O evento Direitos Humanos em Tela, realizado pelo Núcleo de Estudos de Políticas Públicas em Direitos Humanos (Nepp-DH), vinculado ao Centro de Filosofia e Ciências Humanas (CFCH) da UFRJ, em parceria com o Projeto Oficinas Culturais Cine Degase, exibiu na última quarta-feira (25/06), o curta-metragem Sonhos de futebol, filmado na unidade de interação do Departamento Geral de Ações Socioeducativas (Degase).

O filme conta a história de três jogadores de um time de futebol da terceira divisão, que recebem uma falsa proposta: eles deveriam desfalcar o time na final do campeonato para jogar na Europa. Entre os temas retratados pelo curta, estão a corrupção e a gravidez na adolescência. Após a exibição, foi realizado um debate com a participação da professora Vera Malaguti, da Faculdade Direito da Uerj, Vera de Paula, coordenadora geral do Projeto Oficinas Culturais Cine Degase, Leila Ripoll, do projeto Oficinas Culturais e psicanalista do Espaço Brasileiro de Estudos Psicanalíticos (Ebep), e Hebe Signorini, do Instituto de Psicologia (IP) da UFRJ.

Para apresentar a ideia do projeto do Cine Degase, Vera de Paula disse que o objetivo era aproximar os menores infratores do mundo do cinema, com dignidade e respeito. “A gente pensou num projeto que levasse cinema com cidadania para os jovens do Degase”, afirmou.

Já Vera Malaguti abordou a relação entre juventude e prisão. A partir da obra Vigir e punir, do pensador francês Michel Foucault, a docente teceu uma breve explanação sobre a história do cárcere, a partir da Idade Média. “A prisão não nasceu com a natureza. Ela é uma produção política, econômica e cultural”, analisou a professora, segundo quem, o poder punitivo do Estado cresceu significativamente com o avanço do capital. “A prisão faz parte da história do capitalismo”, declarou Malaguti.
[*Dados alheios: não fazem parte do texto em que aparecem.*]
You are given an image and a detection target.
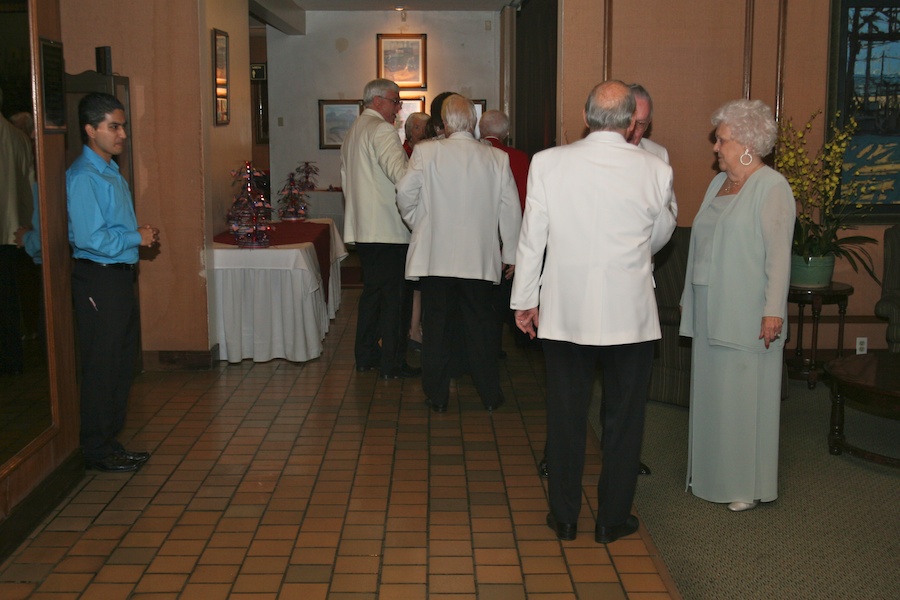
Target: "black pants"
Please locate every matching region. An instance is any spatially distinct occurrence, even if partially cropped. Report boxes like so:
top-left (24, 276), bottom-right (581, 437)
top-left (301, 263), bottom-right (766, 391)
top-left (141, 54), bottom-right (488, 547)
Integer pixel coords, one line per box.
top-left (543, 340), bottom-right (654, 526)
top-left (354, 243), bottom-right (412, 373)
top-left (72, 261), bottom-right (140, 462)
top-left (420, 277), bottom-right (500, 407)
A professora da Uerj elogiou a decisão da Suprema Corte dos Estados Unidos que determinou a libertação de 30 mil presos, no Estado da Califórnia, nos próximos dois anos. “A prisão é utópica. Os princípios que ela prometeu nunca foram cumpridos”, disse, em referência aos ideais de ressocialização e reeducação do detento.  Mais uma vez citando Foucault, Malaguti afirmou que a prisão “serve para reprimir as ilegalidades populares”. Segundo a especialista, “o que a polícia e o sistema judiciário estão punindo é a potencialidade da juventude”, completou. A docente elogiou ainda o projeto do Cine Degase e disse considerar ser necessário produzir mais canais de comunicação entre os presos e a sociedade externa. “Essa relação ‘nós’ e ‘outros’ é o que precisamos desvendar. Esse é um projeto libertário, onde a potência juvenil pode ser usada ao máximo”, resumiu.

Leila Ripoll, psicanalista e colaboradora do “Sonhos de futebol”, afirmou que o foco do curta-metragem é a interação dos jovens com a arte. De acordo com ela, os adolescentes do Degase demonstraram interesse e responsabilidade com o projeto. “Eles resistem à disciplina arbitrária, mas, durante as filmagens, eles foram extremamente dedicados”, recordou. A psicanalista não concorda que os jovens infratores sejam produto da “falta de limites”, como supõe o senso comum. Na opinião da especialista, “os meninos muito cedo percebem os duros limites que a vida lhes impõem”. Leila Ripoll afirmou ainda que o projeto deixou os jovens à vontade e não procurou aplicar nenhum  juízo de valor. “Eles não sabiam que eu era psicanalista. Eu era a ‘moça que conversa’. Isso favoreceu que eles dissessem muitas verdades”, concluiu.